People

Module 1C

FIRST BASIC QUESTION ORIGINATE & EVALUATE FORMULATION (Level of Invention)
#1 WHAT IS IT? What is happening to me?

1C: The War within Self

“Someday he will be unable to imagine life either with alcohol or without it.”

Alcoholics Anonymous, p. 152.

A person has the self as a friend when he has conquered himself,
But if he rejects his own reality the self will war against him.

Bhagavad Gita 6.5-6

“I do not understand what I do. What I want to do I do not do, but what I hate I do.”

Romans 7:1

As he is not able to give up grasping and negative emotions, it is not clear to him which way is right and which way is wrong—so he suffers indecision. Although he does not necessarily undergo physical pain, he undergoes psychological suffering—the pain of not being able to grasp what he desires. The craving for sensation dominates him and he is divided within himself.”

Tarthang Tulku, Gesture of Balance.

“There is nothing more addictive than the notion that there is a reward lurking out there—and it’s a maybe.”

primatologist Robert Sapolsky

ABSTRACT

When we divide the world into what we like and do not like—my pleasure and my pain— we divide our Selves into the “I” that wants and the “I” that does not want. When the I wants and does not want the same experience, the War within Self begins. We can then see that the popular image of the addict as driven blindly by an uncontrollable urge to continue is only one half of the story: the addict is also driven blindly by the urge to stop; both rule simultaneously with equal power because both “I”s feed each other, need each other. Any direct attempt to escape the cycle of wanting and not-wanting is still part of the cycle. The War cannot be won or lost; it must be transcended.

WHAT IS ADDICTION?

1A Disease? Choice? Sin? 1B Self & Self-Image 1C The War Within Self
DISEASE: A spiritual illness that manifests in two ways: a mental obsession for the first drink and a physical phenomenon of craving that inevitably develops after taking the first drink. DELUSION: Addiction is a distortion of memory that assigns a permanent identity to an impermanent stream of desires. DUALITY: A pathological inner struggle which traps a person indefinitely in repeating cycles of wanting to quit drinking (Never Again!) and wanting to continue. (I’ll quit tomorrow!)

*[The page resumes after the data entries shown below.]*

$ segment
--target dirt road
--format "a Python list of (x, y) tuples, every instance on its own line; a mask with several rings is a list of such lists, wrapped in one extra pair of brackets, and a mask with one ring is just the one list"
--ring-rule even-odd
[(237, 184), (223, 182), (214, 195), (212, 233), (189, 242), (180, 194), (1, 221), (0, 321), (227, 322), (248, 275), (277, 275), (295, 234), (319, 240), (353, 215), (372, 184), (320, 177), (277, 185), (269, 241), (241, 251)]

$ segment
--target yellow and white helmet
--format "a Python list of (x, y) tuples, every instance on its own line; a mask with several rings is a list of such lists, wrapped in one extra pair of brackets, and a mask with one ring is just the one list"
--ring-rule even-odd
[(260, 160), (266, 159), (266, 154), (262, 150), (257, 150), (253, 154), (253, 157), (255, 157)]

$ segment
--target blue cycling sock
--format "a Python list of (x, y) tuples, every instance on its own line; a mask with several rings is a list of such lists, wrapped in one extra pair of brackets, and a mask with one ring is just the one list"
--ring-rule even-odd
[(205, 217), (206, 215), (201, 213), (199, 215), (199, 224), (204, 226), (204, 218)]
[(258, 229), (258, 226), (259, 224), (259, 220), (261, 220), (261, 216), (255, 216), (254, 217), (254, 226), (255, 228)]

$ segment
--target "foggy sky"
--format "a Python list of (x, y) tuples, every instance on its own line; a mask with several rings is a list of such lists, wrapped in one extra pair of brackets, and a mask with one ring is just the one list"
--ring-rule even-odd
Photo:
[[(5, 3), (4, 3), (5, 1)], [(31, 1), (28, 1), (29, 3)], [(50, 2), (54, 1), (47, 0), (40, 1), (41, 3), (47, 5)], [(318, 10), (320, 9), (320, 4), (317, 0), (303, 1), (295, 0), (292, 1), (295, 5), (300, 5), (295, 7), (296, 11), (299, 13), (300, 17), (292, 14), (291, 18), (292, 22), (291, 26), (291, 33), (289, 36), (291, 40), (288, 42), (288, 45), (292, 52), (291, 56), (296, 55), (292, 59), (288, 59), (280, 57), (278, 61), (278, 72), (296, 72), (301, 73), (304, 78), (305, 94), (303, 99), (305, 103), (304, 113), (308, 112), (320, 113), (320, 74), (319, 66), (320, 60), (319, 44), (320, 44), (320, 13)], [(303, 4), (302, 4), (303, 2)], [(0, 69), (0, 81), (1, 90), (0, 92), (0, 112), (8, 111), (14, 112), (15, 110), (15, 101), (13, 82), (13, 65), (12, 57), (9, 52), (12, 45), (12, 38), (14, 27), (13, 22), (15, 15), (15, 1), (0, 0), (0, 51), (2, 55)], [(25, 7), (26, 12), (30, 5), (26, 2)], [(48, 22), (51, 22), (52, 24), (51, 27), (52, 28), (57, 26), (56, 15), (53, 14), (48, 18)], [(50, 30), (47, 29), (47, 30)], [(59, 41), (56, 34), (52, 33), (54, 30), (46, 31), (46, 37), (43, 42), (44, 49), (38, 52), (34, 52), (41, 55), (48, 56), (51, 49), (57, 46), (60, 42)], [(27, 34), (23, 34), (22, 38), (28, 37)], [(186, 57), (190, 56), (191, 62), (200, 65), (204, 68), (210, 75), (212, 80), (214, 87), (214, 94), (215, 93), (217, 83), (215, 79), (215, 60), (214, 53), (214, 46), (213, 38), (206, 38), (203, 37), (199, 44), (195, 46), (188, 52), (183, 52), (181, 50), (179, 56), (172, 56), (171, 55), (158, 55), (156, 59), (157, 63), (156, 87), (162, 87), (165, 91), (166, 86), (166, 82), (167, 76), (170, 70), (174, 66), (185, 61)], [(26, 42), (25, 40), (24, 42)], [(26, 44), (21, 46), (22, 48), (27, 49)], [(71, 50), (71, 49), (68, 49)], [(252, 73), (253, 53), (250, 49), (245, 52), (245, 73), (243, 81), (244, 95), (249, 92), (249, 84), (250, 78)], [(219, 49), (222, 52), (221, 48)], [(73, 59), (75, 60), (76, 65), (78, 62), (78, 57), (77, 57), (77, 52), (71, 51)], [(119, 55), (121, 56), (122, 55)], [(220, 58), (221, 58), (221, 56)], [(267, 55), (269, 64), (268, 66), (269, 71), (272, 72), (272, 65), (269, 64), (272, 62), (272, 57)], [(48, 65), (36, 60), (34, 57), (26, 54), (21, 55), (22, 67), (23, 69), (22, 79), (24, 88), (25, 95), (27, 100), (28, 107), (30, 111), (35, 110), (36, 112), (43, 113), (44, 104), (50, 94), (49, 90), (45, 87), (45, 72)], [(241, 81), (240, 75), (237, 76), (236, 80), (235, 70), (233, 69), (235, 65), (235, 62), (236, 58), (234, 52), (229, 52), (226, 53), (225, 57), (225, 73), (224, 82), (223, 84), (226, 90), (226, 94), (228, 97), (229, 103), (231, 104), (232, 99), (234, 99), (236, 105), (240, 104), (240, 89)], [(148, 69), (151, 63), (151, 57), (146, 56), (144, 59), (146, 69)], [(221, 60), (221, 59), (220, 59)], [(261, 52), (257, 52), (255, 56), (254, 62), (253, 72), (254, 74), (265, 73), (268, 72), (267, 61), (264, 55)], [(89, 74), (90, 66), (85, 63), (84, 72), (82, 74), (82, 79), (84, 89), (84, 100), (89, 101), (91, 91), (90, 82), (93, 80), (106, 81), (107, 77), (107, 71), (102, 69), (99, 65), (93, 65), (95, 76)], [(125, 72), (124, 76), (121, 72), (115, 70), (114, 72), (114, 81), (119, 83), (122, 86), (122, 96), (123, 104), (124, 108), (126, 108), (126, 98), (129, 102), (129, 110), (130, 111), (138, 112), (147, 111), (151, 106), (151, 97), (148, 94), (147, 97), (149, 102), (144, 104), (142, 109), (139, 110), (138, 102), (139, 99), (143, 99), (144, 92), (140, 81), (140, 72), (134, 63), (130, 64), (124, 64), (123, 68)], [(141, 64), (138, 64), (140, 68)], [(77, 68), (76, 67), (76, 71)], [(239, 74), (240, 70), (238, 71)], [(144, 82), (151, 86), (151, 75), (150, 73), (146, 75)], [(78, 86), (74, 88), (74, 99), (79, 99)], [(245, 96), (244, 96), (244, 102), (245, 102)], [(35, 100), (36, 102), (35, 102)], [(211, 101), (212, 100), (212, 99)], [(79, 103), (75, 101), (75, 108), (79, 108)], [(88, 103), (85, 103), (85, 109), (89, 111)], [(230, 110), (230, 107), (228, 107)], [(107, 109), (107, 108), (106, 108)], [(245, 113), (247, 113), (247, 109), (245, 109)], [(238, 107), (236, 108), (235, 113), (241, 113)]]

Few know more about the painful ambivalence of choice than someone in a full-blown addiction, and nowhere can you see indecisiveness reach such tragicomic proportions. One moment you watch an alcoholic pouring booze down the sink in a sincere attempt at sobriety, only to find him at the liquor store a few hours later. Then, the morning after. Convinced that he will never drink again, the whole world immediately opens up to him. Looking back to only yesterday he is astonished that anything could have taken hold of his life in such a manner. But later that same day he will be in the liquor store again, absent-mindedly forgetting the steely resolve that had been such a part of him just a few hours earlier. And this cycle can go on indefinitely. Ask an aging alcoholic whether he has ever tried to quit and the answer may surprise you: “Every day of my life.” Nowhere in human experience does the Sisyphean task of reliving personal history come more clearly into focus.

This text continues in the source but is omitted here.